24 July 2009

Introductory Time Series Analysis

As often happens, this note is prompted by someone doing things that look wrong. Time series analysis is something which has been an interest of mine since I earned my Master's (looking at tidal signals in current meter data). And there are some elements which I think are eminently understandable without diving in to the gory details. So here is my shot at a very short, only marginally mathematical, introduction to time series analysis.

A time series is just a series of observations (of something, anything) through time. The monthly averaged global mean temperatures that I use for demonstrating principles of climate are time series. Monthly Southern Oscillation Index is another time series. Not coincidentally, those are the ones examined in the paper, and are what I'll consider here. But there are innumerable other time series -- daily close of the stock exchange, daily temperature, your weight day by day, and so on.

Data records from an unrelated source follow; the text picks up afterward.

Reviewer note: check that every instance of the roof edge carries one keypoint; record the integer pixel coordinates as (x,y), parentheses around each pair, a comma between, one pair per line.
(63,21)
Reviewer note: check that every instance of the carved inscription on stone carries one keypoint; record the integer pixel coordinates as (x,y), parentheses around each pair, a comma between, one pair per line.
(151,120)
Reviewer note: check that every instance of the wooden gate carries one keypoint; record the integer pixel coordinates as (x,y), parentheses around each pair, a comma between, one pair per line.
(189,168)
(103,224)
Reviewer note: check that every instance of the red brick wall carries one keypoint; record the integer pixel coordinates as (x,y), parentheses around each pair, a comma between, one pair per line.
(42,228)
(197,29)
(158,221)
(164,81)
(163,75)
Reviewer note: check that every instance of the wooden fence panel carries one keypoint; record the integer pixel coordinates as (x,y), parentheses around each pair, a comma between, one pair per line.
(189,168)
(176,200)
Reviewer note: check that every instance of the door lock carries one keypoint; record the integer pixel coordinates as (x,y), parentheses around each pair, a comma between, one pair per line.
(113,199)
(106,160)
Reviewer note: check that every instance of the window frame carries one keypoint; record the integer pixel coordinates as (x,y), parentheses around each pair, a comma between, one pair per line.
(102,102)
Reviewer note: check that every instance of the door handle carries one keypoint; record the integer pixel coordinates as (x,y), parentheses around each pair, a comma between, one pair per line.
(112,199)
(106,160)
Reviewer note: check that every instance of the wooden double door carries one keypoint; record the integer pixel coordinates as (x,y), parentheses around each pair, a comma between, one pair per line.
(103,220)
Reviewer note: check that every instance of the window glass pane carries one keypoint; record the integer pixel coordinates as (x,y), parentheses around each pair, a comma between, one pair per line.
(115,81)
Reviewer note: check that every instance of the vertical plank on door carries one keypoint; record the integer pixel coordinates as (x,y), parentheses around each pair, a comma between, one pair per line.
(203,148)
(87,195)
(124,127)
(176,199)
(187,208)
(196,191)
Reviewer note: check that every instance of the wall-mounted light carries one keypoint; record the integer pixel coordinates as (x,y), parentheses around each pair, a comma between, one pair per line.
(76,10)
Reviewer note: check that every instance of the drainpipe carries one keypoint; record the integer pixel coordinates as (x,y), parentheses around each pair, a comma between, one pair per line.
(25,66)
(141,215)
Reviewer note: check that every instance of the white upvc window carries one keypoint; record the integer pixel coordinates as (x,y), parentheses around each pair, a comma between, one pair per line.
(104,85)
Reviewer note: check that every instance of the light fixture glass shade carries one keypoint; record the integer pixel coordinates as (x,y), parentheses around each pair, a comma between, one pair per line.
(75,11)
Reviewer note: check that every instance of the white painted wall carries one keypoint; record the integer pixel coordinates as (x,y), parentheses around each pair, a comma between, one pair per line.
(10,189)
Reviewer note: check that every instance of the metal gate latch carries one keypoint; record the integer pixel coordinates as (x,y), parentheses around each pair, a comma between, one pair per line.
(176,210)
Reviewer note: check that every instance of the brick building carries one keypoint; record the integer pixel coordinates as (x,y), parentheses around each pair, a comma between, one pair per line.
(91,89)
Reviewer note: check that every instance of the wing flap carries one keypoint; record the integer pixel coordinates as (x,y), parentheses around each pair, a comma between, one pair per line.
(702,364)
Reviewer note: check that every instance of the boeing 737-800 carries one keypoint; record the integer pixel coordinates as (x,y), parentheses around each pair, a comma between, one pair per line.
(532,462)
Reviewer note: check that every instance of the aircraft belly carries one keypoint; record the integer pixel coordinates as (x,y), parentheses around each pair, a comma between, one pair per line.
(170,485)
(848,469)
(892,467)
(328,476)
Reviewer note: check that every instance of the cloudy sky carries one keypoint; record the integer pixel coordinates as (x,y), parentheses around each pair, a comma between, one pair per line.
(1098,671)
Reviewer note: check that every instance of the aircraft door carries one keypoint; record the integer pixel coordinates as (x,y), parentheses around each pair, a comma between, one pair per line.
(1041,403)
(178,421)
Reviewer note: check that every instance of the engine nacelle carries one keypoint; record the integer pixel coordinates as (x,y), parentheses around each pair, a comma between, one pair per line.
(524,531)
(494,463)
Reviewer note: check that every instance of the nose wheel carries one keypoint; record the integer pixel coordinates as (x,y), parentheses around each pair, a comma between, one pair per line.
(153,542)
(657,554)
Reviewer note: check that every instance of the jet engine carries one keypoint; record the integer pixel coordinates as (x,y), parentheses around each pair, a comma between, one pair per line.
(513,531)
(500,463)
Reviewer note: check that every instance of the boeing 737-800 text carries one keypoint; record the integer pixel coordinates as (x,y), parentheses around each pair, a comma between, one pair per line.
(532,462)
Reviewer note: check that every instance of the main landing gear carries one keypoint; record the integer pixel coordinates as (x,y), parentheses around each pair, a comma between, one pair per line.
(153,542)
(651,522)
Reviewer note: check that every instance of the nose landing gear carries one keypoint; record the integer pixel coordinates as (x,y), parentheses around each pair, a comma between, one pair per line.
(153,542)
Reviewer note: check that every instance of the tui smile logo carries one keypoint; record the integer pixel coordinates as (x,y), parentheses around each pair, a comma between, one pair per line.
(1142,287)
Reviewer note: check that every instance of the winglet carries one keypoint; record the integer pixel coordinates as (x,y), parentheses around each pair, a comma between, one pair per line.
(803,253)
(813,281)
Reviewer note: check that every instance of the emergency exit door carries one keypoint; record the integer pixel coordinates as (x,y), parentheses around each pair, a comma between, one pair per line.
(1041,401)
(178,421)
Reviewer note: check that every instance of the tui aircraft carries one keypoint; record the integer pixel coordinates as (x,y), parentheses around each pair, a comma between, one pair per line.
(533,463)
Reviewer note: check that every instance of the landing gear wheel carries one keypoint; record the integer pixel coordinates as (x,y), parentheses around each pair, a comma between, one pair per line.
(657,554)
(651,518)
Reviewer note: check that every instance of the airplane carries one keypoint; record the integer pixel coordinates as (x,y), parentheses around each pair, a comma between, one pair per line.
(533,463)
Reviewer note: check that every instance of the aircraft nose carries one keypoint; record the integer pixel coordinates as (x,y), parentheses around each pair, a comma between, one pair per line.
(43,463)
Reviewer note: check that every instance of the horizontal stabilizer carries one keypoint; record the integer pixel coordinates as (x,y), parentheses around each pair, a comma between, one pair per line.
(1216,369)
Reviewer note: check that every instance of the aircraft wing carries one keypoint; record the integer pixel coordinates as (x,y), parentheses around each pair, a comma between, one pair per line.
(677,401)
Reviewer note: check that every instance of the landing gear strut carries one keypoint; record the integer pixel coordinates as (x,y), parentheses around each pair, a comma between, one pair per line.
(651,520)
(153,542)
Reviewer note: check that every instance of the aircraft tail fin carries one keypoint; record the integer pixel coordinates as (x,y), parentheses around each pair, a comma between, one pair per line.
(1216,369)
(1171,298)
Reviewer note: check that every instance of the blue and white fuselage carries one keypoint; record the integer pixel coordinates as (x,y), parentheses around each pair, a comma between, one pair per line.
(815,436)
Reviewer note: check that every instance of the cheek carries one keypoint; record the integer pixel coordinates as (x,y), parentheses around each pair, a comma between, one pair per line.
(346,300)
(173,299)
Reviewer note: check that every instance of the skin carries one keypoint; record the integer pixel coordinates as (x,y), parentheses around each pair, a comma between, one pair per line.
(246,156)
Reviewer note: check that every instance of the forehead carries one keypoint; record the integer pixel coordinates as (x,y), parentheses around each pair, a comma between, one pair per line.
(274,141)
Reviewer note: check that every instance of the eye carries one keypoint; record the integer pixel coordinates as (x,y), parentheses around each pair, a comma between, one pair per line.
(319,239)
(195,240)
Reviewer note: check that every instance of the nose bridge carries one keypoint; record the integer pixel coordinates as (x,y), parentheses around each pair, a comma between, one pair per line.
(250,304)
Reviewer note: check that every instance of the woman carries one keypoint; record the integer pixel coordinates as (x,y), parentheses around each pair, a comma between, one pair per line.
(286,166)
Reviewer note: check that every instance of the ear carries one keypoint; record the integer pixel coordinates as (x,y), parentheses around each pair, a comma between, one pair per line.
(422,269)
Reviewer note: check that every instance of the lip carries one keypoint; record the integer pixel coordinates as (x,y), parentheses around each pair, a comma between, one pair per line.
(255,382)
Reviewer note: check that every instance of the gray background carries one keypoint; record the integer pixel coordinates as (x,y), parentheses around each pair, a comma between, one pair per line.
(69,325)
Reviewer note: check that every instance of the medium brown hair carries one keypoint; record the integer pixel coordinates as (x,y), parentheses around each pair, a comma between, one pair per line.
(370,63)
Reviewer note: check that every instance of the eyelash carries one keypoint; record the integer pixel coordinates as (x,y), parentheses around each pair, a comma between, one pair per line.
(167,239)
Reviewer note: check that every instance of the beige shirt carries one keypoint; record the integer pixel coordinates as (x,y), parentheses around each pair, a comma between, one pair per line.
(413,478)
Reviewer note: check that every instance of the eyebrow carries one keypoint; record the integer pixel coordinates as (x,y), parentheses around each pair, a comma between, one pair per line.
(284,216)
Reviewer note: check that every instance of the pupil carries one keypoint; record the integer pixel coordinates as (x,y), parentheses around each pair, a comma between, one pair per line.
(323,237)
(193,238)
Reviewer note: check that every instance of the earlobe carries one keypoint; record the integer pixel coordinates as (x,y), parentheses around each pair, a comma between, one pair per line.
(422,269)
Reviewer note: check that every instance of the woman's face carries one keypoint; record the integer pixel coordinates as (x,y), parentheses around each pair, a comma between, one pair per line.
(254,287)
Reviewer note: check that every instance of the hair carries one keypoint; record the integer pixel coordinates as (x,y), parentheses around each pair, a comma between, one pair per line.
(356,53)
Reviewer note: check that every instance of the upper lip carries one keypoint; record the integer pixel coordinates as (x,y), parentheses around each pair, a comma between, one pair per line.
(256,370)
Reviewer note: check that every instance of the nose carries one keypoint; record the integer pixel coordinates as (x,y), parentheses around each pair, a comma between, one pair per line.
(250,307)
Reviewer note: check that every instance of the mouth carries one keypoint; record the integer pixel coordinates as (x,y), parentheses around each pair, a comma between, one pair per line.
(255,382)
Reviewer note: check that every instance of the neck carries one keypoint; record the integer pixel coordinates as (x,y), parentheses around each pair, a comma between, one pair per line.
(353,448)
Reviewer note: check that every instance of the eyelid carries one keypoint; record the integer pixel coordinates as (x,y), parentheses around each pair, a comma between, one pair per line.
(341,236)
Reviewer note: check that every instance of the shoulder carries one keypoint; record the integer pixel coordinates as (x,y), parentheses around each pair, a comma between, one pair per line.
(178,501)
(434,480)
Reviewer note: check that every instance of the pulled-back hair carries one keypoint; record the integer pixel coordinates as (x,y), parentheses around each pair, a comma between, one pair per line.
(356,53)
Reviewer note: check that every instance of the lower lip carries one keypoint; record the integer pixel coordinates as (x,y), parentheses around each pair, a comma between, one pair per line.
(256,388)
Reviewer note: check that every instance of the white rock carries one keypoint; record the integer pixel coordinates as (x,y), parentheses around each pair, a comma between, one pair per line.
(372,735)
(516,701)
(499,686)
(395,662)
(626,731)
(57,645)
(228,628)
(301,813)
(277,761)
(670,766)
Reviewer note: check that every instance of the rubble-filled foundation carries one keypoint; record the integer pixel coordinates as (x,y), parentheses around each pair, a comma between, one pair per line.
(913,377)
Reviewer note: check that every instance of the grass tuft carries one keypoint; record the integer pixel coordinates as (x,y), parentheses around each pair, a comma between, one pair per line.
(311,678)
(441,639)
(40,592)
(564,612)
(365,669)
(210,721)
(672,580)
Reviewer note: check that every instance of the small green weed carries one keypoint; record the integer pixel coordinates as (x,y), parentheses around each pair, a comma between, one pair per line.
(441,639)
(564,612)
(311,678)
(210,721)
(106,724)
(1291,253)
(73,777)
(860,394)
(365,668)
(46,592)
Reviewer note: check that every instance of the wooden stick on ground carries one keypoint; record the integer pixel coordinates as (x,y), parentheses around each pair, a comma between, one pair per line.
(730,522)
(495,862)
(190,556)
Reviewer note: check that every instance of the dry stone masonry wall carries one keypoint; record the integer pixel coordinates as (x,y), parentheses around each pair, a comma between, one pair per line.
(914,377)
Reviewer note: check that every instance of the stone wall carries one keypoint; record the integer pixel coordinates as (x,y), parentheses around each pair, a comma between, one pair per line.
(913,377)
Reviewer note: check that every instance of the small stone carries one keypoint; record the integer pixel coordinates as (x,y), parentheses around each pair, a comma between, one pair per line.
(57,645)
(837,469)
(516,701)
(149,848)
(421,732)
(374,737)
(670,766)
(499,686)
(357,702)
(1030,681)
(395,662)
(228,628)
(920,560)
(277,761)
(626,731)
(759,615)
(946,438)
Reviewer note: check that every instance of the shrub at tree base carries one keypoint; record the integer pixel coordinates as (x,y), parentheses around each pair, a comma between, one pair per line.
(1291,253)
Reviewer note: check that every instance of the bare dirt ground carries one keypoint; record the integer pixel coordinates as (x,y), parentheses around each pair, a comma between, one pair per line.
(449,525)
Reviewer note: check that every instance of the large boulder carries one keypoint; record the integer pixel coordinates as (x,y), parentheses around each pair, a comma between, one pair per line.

Much of the language for talking about time series is fairly ordinary. But there are a few terms I'd like to be sure we're using the same. Most important is 'period'. The period of something in your time series is the length of time from peak to peak (or trough to trough). Consider hourly temperatures in your area. They peak each day, around, say 3 PM. The period is then 24 hours. If we take a longer view, and consider daily high temperature, then the temperatures peak each year -- a period of 1 year. If we think of the brightness of the moon, it has a period (full moon to full moon) of 29.53 days. And so on. We could also ask how often the peak occurred per year (or other time of interest). This is the frequency -- how frequently do you hit the peaks. For hourly temperatures, the frequency is 365 per year (or 365 cycles per year). The frequency of the lunar cycle is 12.369 cycles per year. And the seasonal cycle has a frequency of 1 cycle per year.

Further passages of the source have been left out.